Este abogado cubano-americano tiene un historial de agresión y crítica contra Cuba en particular. Fue hostil al restablecimiento de relaciones diplomáticas en 2014, ha apoyado y diseñado medidas en contra de Cuba y ha estado al frente de organizaciones como Cuba Democracy Advocates y el US-Cuba Democracy PAC.
Para Trump, Cuba es un problema táctico y una clave política que le permite unificar tras de sí al lobby cubano-americano y su voto en La Florida, estado decididamente republicano donde el magnate arrasó en las recientes elecciones. Atacar a Cuba forma parte de su agenda de batalla cultural y económica contra la “amenaza comunista”, que tiene además como objetivos estratégicos a China y Venezuela.
Cuba es el ejemplo y como tal debe ser castigada, Venezuela son los recursos naturales vitales para el funcionamiento de la economía norteamericana y China es el gran competidor en la escena económica mundial, que ha ido desplazando poco a poco a Estados Unidos del espacio de primacía indisputada que creía ocupar.
No es de extrañar que algunas de las más escandalosas declaraciones de Trump en la etapa previa descansen sobre esta perspectiva estratégica. Groenlandia y Canadá son vitales para el dominio del Ártico, repleto de recursos naturales, y para la perspectiva de Pax Americana que sostiene la nueva administración. El Canal de Panamá es una vía de comunicación estratégica, que según Trump está en manos de los chinos, declaración carente totalmente de veracidad y que realmente expresa las inquietudes de Washington por la creciente influencia del gigante asiático en la región de América Latina y el Caribe.
China es una vieja obsesión de Trump y de buena parte de las élites norteamericanas, que han comprendido que el ascenso indetenido del país pone en peligro su hegemonía a escala global. De ahí que Trump presione a aliados y enemigos buscando forzar una situación ventajosa en contra del percibido rival estratégico. Aunque es poco probable que decida invadir Groenlandia, Canadá o Panamá, si es probable que estos escenarios de tensión le permitan negociar ventajas comerciales y políticas para su país, ventajas que sin duda apuntarán también en contra del capital y los intereses chinos en la región.
Es probable que a partir del próximo 20 de enero veamos al nuevo presidente firmar una serie de órdenes ejecutivas, muy probablemente orientadas a apretar el cerco en contra de Cuba y Venezuela y reactivar la guerra comercial contra China.

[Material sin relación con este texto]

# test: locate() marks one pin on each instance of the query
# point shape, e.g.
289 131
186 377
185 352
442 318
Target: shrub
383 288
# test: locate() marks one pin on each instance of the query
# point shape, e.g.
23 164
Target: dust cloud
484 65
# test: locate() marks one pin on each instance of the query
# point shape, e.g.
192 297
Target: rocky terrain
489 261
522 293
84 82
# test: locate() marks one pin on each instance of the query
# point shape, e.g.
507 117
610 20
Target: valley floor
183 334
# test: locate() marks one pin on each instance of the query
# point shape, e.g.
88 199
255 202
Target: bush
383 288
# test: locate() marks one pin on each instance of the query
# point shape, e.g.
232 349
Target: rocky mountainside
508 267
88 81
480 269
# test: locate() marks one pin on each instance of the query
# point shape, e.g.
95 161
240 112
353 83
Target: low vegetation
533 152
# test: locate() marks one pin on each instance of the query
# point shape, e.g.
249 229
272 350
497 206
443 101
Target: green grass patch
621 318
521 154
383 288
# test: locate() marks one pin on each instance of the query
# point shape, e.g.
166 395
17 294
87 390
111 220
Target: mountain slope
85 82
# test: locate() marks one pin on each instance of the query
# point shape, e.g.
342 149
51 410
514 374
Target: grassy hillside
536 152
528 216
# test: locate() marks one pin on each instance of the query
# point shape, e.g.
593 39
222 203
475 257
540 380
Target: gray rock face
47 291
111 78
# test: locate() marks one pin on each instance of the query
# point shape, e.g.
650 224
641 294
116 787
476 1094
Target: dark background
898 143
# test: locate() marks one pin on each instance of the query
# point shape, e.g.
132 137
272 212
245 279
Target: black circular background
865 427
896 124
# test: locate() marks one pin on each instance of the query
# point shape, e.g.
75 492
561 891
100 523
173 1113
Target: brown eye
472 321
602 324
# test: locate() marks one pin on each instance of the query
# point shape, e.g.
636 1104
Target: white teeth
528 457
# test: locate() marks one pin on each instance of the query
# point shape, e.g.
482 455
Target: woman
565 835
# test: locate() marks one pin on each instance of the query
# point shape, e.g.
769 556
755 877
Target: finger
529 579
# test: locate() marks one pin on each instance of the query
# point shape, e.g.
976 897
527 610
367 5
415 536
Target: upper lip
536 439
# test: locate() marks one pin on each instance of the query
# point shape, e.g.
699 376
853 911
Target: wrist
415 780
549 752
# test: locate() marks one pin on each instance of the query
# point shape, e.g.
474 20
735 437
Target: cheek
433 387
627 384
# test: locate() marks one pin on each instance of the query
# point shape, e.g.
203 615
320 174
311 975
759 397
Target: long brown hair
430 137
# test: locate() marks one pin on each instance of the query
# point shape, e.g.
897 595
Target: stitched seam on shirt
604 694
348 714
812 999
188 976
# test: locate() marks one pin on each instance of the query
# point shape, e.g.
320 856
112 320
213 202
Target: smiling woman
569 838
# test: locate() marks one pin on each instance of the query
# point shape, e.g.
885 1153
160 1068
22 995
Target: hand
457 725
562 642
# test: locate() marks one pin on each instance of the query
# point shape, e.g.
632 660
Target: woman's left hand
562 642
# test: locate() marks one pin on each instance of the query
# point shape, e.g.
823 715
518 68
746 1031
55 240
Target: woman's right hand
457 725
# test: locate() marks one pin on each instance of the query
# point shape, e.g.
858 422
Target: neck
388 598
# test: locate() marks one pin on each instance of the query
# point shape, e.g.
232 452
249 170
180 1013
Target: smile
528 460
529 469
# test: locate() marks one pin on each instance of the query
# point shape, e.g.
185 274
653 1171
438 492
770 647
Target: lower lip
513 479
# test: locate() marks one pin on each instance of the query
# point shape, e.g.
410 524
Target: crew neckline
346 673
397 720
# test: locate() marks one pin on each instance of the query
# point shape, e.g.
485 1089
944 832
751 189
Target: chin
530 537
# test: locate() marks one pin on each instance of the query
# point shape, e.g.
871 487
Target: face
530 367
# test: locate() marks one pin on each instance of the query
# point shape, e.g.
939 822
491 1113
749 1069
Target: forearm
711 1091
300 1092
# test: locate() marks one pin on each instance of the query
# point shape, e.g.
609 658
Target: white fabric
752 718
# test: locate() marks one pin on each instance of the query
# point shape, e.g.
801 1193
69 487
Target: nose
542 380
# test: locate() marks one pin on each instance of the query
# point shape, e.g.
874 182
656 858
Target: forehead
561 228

Que aumente la inversión norteamericana en algunos países de la región, sobre todo en aquellos de claro signo derechista y que se fomente y fortalezca la ultraderecha regional. Incluso no es descartable el impulso de agendas golpistas en aquellos países percibidos como amenazas al orden americano.
Todo esto hace que la decisión tomada por Joe Biden este 14 de enero sea, ante todo, un gran acto de cinismo. Tanto él, como Trump, como todos los presidentes que han manejado esa Lista en el pasado saben que Cuba no ha sido ni es un estado patrocinador del terrorismo y no les importa. La Lista es una herramienta para aumentar el castigo colectivo contra una isla rebelde y su pueblo que, a pesar del inmenso costo humano y material, resisten y persisten en encontrar su propio camino soberano.